We conduct the empirical analysis using all the U.S. firms listed on NYSE, AMEX, and NASDAQ

with December fiscal year ends but excluding financial firms (SIC codes between 6000 and 6999).

Because sufficient accounting information for calculating accruals and discretionary accruals is not

available prior to 1965, our sample spans the period from 1965 to 2005. We obtain accounting data

and stock return data from Standard & Poor’s Compustat database and the Center for Research

in Security Prices (CRSP) database, respectively. The total number of firm-year observations in

our sample is 36,585.

2.1 Accrual Measures

We rely on the balance-sheet method (Sloan, 1996) to calculate accruals throughout our empirical

analysis as the data on cash flow statement are only available after 1987:

AC = (∆CA− ∆Cash) − (∆CL− ∆STD − ∆TP ) −Dep, (1)

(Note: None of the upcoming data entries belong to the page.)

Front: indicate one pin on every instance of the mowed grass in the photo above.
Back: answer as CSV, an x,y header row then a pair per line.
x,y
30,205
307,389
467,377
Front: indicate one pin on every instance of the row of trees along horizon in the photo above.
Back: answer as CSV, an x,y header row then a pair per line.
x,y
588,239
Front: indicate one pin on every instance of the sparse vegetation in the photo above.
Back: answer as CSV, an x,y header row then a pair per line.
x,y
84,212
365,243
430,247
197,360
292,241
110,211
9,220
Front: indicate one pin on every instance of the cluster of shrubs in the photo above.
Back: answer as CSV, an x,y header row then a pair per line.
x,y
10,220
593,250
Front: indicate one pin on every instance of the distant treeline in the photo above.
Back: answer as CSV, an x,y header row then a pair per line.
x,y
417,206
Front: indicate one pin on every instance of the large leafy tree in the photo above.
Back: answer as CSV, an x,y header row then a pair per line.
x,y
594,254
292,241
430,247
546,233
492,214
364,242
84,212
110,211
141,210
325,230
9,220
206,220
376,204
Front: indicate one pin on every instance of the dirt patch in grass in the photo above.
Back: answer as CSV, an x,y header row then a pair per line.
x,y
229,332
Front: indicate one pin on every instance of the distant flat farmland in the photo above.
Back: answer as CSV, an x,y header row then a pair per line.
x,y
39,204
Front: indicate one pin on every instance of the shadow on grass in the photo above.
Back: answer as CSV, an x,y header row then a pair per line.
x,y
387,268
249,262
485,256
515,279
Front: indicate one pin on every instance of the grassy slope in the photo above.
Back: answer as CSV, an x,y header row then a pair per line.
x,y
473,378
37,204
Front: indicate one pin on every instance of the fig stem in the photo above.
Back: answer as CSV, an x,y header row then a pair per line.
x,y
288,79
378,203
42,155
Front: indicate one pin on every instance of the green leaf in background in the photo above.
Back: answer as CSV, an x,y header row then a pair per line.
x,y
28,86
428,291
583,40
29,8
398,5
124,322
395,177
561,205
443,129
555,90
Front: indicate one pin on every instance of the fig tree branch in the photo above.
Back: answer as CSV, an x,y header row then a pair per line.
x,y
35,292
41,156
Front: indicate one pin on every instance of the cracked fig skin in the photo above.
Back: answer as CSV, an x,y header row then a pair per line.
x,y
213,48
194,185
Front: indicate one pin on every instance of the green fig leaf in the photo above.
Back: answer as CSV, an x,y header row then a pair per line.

where ∆CA = change in current assets (Compustat item 4), ∆Cash = change in cash/cash

equivalents (Compustat item 1), ∆CL = change in current liabilities (Compustat item 5), ∆STD

= change in debt included in current liabilities (Compustat item 34), ∆TP = change in income

taxes payable (Compustat item 71), and Dep = depreciation and amortization expense (Compustat

item 14). Following Sloan (1996), we scale a firm’s accruals by the firm’s average total assets (TA,

Compustat item 6) from the beginning to the end of a fiscal year.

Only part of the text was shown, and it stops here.